Roma, 7 giu. (askanews) – “Non parlerei di un problema legato alle condizioni della pista. È vero che quel tratto offre un po’ meno grip, ma già quattro o cinque giri prima ero passato sulla stessa linea e, anzi, mi aiutava ad aprire meglio la curva. Era leggermente più scivolosa, ma funzionava comunque bene”. Così Charles Leclerc spiega a Sky Sport i motivi dell’incidente che lo ha visto andare a muro a 10 giri dalla fine del Gp di Monaco quando era secondo.
“Non sono una persona che cerca scuse – continua – Mi sono sempre assunto le mie responsabilità, anche quando c’erano piccoli aspetti non ottimali. Fa parte del nostro sport. Oggi però, riguardando i dati, non avrei potuto fare assolutamente nulla. Credo che abbiate la possibilità di vedere anche voi alcuni dati e spero che emerga chiaramente quanto accaduto”.
“Quando ho toccato il freno, non si è trattato nemmeno di una vera frenata: è come se il freno posteriore non ci fosse e quello anteriore generasse improvvisamente una coppia frenante doppia rispetto al normale. In altri giri questo non era successo. Evidentemente le temperature non erano quelle corrette, ma il problema non è che il sistema non fosse abbastanza efficace: era arrivato a un punto in cui diventava pericoloso”.
“L’unica nota positiva, se così si può definire, è che la soluzione pensiamo di averla già individuata all’interno del team. Abbiamo provato diverse configurazioni e tre gare fa abbiamo intrapreso una direzione diversa per quanto riguarda l’impianto frenante. Dalla prossima gara anche io adotterò questa soluzione”.

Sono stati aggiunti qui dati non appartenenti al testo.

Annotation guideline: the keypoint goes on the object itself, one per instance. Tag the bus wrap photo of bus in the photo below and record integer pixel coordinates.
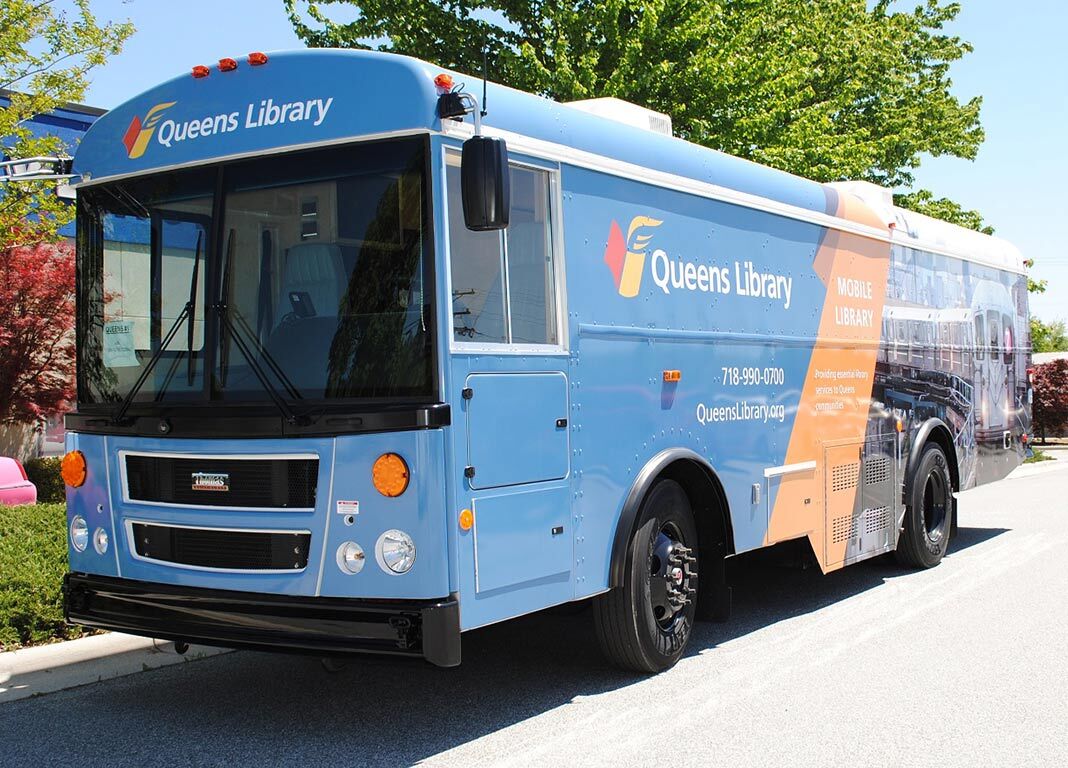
(368, 358)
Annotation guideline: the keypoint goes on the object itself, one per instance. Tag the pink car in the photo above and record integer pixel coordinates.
(15, 488)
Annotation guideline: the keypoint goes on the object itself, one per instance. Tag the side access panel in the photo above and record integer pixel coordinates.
(517, 428)
(520, 537)
(861, 479)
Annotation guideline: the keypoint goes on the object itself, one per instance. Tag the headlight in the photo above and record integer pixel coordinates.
(350, 558)
(395, 551)
(100, 541)
(79, 533)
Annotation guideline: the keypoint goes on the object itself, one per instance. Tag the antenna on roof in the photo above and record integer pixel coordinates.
(485, 76)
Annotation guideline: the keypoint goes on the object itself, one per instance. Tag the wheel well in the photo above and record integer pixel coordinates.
(709, 503)
(707, 498)
(937, 433)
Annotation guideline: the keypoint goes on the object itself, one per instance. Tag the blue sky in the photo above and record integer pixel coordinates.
(1019, 67)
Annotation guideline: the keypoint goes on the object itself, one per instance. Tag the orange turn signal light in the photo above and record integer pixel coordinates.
(390, 474)
(74, 469)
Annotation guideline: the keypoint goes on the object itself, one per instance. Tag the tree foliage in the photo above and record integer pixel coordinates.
(923, 201)
(831, 90)
(46, 57)
(1048, 337)
(36, 330)
(1050, 406)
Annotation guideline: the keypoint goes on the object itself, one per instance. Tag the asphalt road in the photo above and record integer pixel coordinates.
(963, 664)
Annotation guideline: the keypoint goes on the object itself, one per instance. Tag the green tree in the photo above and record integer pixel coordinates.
(46, 56)
(924, 202)
(1048, 337)
(831, 90)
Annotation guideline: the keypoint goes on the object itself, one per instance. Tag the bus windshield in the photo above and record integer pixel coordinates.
(309, 278)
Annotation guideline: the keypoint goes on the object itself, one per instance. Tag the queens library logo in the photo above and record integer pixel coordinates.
(138, 136)
(625, 255)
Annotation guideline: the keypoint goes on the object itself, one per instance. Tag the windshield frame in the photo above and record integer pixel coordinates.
(90, 271)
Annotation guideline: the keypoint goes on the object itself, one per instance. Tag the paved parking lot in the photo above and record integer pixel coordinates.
(962, 664)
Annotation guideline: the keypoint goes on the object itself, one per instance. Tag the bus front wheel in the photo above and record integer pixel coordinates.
(645, 624)
(929, 512)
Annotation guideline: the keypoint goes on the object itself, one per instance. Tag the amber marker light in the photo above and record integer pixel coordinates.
(74, 469)
(390, 474)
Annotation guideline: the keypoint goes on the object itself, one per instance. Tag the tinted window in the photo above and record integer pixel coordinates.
(503, 283)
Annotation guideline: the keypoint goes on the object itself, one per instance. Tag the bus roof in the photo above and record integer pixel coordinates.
(320, 96)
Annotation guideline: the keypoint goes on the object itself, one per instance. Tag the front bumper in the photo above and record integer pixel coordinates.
(429, 629)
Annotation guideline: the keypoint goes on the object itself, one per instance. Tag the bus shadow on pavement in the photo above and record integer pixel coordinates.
(275, 709)
(780, 582)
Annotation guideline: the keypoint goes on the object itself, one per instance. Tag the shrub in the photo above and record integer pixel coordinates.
(1050, 406)
(32, 563)
(45, 474)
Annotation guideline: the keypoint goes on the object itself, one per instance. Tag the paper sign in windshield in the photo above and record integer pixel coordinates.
(119, 344)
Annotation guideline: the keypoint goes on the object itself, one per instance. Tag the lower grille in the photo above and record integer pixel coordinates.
(215, 548)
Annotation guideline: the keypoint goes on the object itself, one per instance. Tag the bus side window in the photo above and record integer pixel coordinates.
(503, 282)
(532, 306)
(476, 262)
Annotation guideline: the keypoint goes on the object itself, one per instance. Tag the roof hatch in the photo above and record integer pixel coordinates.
(626, 112)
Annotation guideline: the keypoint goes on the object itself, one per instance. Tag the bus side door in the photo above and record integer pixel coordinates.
(512, 438)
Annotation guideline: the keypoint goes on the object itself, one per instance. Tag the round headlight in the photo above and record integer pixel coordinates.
(100, 541)
(350, 558)
(79, 533)
(395, 552)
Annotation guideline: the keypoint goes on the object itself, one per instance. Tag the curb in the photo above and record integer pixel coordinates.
(1027, 470)
(46, 669)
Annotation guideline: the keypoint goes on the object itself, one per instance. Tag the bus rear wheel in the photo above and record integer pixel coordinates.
(645, 625)
(929, 512)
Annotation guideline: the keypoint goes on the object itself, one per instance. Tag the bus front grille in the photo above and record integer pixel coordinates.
(260, 483)
(220, 548)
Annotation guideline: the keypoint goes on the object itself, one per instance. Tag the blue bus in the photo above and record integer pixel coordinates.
(362, 365)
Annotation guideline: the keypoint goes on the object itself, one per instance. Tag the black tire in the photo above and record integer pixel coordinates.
(929, 513)
(645, 625)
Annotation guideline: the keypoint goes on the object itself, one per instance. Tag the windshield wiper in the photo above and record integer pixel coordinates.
(120, 413)
(233, 331)
(191, 365)
(190, 361)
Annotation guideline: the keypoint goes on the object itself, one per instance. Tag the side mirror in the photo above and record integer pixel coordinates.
(485, 185)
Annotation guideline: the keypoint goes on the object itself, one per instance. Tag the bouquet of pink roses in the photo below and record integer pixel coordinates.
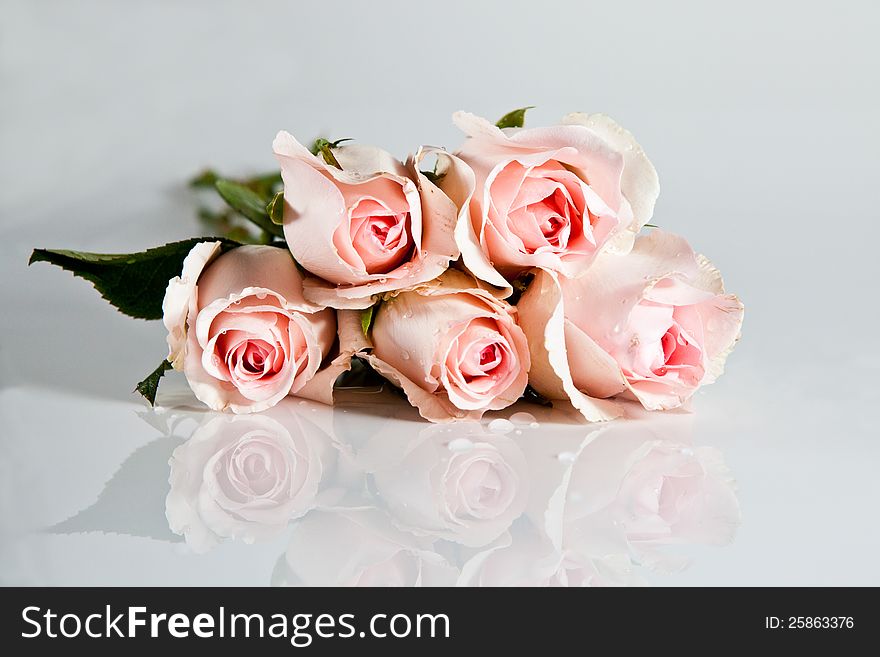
(513, 267)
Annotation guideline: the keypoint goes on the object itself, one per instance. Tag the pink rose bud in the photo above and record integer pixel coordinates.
(369, 227)
(653, 325)
(240, 329)
(455, 349)
(551, 197)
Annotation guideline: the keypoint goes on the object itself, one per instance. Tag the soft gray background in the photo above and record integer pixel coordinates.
(761, 118)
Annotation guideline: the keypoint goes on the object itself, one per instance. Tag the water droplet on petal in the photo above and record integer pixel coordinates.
(500, 425)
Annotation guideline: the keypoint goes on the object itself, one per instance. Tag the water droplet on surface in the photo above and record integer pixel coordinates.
(522, 418)
(566, 457)
(500, 425)
(460, 445)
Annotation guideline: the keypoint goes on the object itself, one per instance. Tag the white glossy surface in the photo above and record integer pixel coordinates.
(766, 147)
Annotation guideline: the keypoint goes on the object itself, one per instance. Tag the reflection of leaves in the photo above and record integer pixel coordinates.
(133, 501)
(230, 222)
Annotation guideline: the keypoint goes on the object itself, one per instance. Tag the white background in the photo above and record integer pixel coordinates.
(761, 118)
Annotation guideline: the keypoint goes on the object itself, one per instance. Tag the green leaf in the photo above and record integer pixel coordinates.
(248, 204)
(150, 385)
(275, 209)
(514, 119)
(324, 148)
(532, 396)
(133, 282)
(367, 317)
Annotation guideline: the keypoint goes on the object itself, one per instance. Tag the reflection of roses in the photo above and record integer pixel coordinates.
(551, 197)
(463, 485)
(358, 547)
(244, 477)
(241, 330)
(654, 324)
(369, 227)
(454, 348)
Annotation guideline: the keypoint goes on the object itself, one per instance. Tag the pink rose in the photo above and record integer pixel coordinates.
(455, 349)
(240, 329)
(654, 325)
(551, 197)
(370, 227)
(245, 477)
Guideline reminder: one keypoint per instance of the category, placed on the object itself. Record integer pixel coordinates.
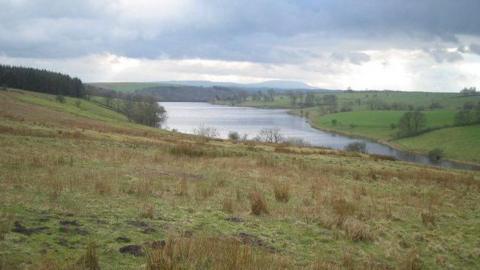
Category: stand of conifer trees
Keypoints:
(40, 81)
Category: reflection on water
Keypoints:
(187, 116)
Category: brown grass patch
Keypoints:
(281, 191)
(356, 230)
(258, 204)
(211, 253)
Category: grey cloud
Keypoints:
(268, 31)
(475, 48)
(442, 55)
(356, 58)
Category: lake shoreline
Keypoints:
(386, 143)
(356, 136)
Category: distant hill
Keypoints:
(273, 84)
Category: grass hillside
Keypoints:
(82, 188)
(461, 143)
(375, 124)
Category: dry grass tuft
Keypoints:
(6, 222)
(148, 211)
(143, 187)
(410, 261)
(356, 230)
(428, 217)
(281, 191)
(227, 205)
(258, 204)
(182, 187)
(342, 209)
(103, 187)
(89, 261)
(211, 253)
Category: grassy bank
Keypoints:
(75, 175)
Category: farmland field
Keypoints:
(77, 177)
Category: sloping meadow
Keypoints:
(115, 196)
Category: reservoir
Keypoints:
(185, 117)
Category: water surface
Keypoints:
(185, 117)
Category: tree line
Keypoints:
(139, 108)
(40, 80)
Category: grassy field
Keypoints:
(359, 100)
(374, 124)
(460, 143)
(382, 125)
(81, 186)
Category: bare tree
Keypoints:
(270, 135)
(208, 132)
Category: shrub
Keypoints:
(360, 147)
(206, 132)
(89, 261)
(258, 204)
(234, 136)
(281, 191)
(60, 98)
(428, 218)
(148, 211)
(435, 154)
(227, 205)
(270, 135)
(188, 150)
(356, 230)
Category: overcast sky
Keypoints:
(428, 45)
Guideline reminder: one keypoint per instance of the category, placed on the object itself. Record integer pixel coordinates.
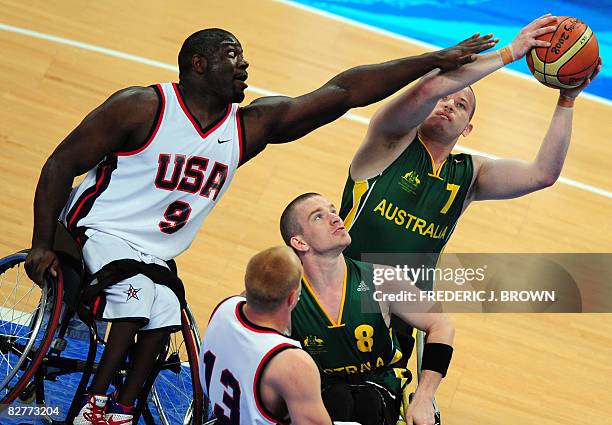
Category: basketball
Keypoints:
(571, 57)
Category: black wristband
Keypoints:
(437, 357)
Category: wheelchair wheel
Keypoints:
(29, 315)
(176, 394)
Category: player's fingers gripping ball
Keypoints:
(572, 56)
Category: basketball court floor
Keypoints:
(60, 60)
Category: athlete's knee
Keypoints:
(338, 401)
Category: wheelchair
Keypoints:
(39, 366)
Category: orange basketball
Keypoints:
(573, 54)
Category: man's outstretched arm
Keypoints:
(294, 376)
(280, 119)
(392, 127)
(510, 178)
(104, 130)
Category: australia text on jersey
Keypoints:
(410, 222)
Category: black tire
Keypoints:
(176, 394)
(29, 316)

“Per quanto riguarda il secondo pit stop, non ho nulla da recriminare alla squadra. Ero molto stressato perché la direzione gara era stata molto chiara su ciò che potevamo e non potevamo fare. Ero troppo vicino alla vettura davanti e sapevo che c’era anche il rischio di una penalità di cinque secondi. Se avessi rallentato in quel momento, probabilmente sarei stato io a essere penalizzato. Le gomme stavano funzionando molto bene e non c’era particolare preoccupazione sotto quell’aspetto. In ogni caso, non è questo il punto centrale della giornata e non avrebbe cambiato il risultato finale. Oggi probabilmente avremmo concluso secondi o terzi e ne sarei stato molto soddisfatto. Invece siamo finiti contro il muro. Ora dovremo analizzare tutto con attenzione.”